結果は大体想像の通り、作家1:ミュージシャン1:両方1、とちょうど1/3ずつくらいになる。
「じゃあ、あんたはどう思うの? 」と言われると実は困る。強いて言えば「両方えらい」か。
「それじゃ答えになってないじゃない、だったらなんで訊くの!? 」確かにその通り…
だがちょっと待ってほしい。音楽というものは、その性質上、誰かが演奏してくれないと我々が受け入れることができない。
楽譜を見ただけで(何の楽器も使わずに)頭の中で、その曲を演奏することができる人もいるけれど、
そんなのは、例えば芸大の学生さんとか、ごく限られた人にできるだけ。たいていの人は、誰かに演奏してもらい、それを聴くしかない。
とするとミュージシャンがいなければ、そもそも音楽は成り立たないことになる。
クラシックの世界に限らず、違う人が演奏すると(アレンジも変わることも多いけれど)また一方で、一味違いが出てくる。
とはいってもオリジナルの方がいい、けれど「風に吹かれて(Blowin' in the Wind)」はボブ・ディランの原曲よりも、
PPM(Peter Paul and Mary)の方が出来がいい、ということもある。

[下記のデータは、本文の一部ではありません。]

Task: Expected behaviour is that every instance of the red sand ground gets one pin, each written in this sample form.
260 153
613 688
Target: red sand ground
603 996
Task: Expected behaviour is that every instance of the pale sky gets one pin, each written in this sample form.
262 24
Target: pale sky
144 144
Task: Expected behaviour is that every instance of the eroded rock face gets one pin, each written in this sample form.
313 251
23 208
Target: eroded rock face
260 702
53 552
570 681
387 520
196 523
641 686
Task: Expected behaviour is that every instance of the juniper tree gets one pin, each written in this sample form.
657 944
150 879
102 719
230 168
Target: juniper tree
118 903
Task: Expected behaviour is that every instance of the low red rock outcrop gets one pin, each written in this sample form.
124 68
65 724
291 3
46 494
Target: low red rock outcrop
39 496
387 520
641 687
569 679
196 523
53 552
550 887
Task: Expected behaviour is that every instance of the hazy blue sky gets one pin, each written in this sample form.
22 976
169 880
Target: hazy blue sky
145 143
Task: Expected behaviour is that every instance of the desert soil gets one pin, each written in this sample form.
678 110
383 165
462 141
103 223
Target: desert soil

(例が古いのは、じいさんゆえ、許してくれたまえ。)
とにかくそこには違いがある。そうすると「どちらがいいか」という比較の対象になる。
曲が同じでも演奏で区別できるわけなんだな。またどう考えてもヘタなんだけど、「味がある」なんてこともあるしね。
ということは、曲を演奏するということにも相当重い意味がありそう。
ひょっとすると同じくらいの権利があってもいいのかもしれない。
ここでちょっと補足を。
作家の持つ権利(著作権だね)とシンガーを含むミュージシャンの権利(こちらは「著作隣接権」という、
ま、言葉なんかどうでもいいけど)には、少しというか、だいぶ違いがある。
保護される期間とか、送信可能化権とか(「何それ!? 」なんてあわてないで。いずれお話しますよ)、それから著作者人格権がないという違いがあった。
「あった」と言ったのは、ミュージシャン(これは著作者に対して「実演家」という。
なんだか古めかしい言葉、じじいが言うのもヘンだけど…)にも一部人格権が認められてる。
これは世界的な傾向(国際条約などによる)でもあるんだけど、当然といえば当然かな。これによって実は、すごいことになる。
演奏した「音」を使ってないカラオケや着メロはミュージシャンに関係ないと「その2」で言ったけれど、
この人格権のおかげでお金がもらえるように… なればいいんだけど、今すぐというわけにはいかない。でもいずれそういうことになるだろうね。